Claman’s motivation for writing the book is clear. He wanted to preserve his mother’s story, honour the full arc of her life, and ensure that her experience was not reduced only to suffering. Her life included childhood in pre-war Jewish Hungary, the horrors of the Holocaust, and, most importantly, survival, renewal, family, and rebuilding in Canada.
He also wrote the book to educate. At a time when many younger readers may know the Holocaust only in general terms, Claman explains how systematic, organized, and deliberate the destruction of European Jewry was. By grounding that history in one survivor’s life, he makes the enormity of the Holocaust more human and more understandable.
A third motivation gives the book its contemporary urgency. Claman positions the work as part of the documented historical record, written in response to rising Holocaust denial, distortion, and antisemitism in a post-October 7 world.

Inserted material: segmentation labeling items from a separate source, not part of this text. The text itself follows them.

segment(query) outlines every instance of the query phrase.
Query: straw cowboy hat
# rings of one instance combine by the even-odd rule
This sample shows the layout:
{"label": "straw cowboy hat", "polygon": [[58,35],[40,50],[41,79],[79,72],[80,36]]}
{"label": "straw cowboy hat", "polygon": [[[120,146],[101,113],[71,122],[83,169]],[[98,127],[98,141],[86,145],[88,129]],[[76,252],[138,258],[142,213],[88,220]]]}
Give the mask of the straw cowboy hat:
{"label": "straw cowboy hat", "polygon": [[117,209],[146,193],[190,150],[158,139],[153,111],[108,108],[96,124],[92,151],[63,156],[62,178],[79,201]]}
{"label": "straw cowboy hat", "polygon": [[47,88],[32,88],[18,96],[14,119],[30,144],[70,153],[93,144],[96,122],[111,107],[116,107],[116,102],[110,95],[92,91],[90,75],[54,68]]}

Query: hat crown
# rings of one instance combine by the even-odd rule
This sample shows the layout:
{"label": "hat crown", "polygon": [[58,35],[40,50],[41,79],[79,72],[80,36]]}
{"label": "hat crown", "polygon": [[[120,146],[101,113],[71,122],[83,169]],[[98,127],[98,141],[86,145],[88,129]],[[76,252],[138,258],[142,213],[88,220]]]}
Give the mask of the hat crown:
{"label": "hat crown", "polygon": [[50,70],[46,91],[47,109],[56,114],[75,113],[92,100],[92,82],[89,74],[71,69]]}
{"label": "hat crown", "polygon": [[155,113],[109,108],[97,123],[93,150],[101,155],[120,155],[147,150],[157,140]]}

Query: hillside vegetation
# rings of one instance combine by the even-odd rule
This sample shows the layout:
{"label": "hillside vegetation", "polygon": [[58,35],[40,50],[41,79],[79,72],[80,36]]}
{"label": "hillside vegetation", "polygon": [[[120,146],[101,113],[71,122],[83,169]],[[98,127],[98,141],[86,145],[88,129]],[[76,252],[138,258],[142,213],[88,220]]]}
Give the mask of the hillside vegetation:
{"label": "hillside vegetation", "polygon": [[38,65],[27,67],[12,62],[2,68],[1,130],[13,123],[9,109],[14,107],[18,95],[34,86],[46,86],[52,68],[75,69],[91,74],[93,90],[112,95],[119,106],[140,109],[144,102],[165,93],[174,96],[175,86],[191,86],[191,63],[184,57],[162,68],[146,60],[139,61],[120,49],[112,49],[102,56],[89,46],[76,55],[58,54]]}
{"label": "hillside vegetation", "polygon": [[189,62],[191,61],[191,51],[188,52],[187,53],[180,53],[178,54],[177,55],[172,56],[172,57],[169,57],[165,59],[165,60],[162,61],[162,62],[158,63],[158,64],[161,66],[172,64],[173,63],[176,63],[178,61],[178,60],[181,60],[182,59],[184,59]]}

The book is strongest when it allows Mary’s experience to speak through testimony, memory, and archival evidence. Claman does not sensationalize the Holocaust. He writes with restraint, clarity, and purpose, tracing his mother’s life from pre-war Jewish Hungary, through deportation and survival, to the difficult but remarkable act of rebuilding a life in Canada.
What distinguishes this book is its documentary seriousness. The first part presents Mary’s story in narrative form. The second part provides the supporting historical record, including archival material, timelines, and testimony. That structure gives the book both emotional weight and evidentiary strength.
For Canadian Jewish readers, the book also carries a familiar postwar arc: destruction in Europe, displacement, immigration, and the difficult work of building a new life in Canada. Mary Katz Claman’s story is her own, but it also reflects the broader experience of many survivors who came to this country carrying memories that were often too painful to speak of, but too important to lose.
Taken. Numbered. Survived. is a worthy, timely, and important contribution to Holocaust memory. It honours one survivor’s life while reminding readers why documented testimony remains essential.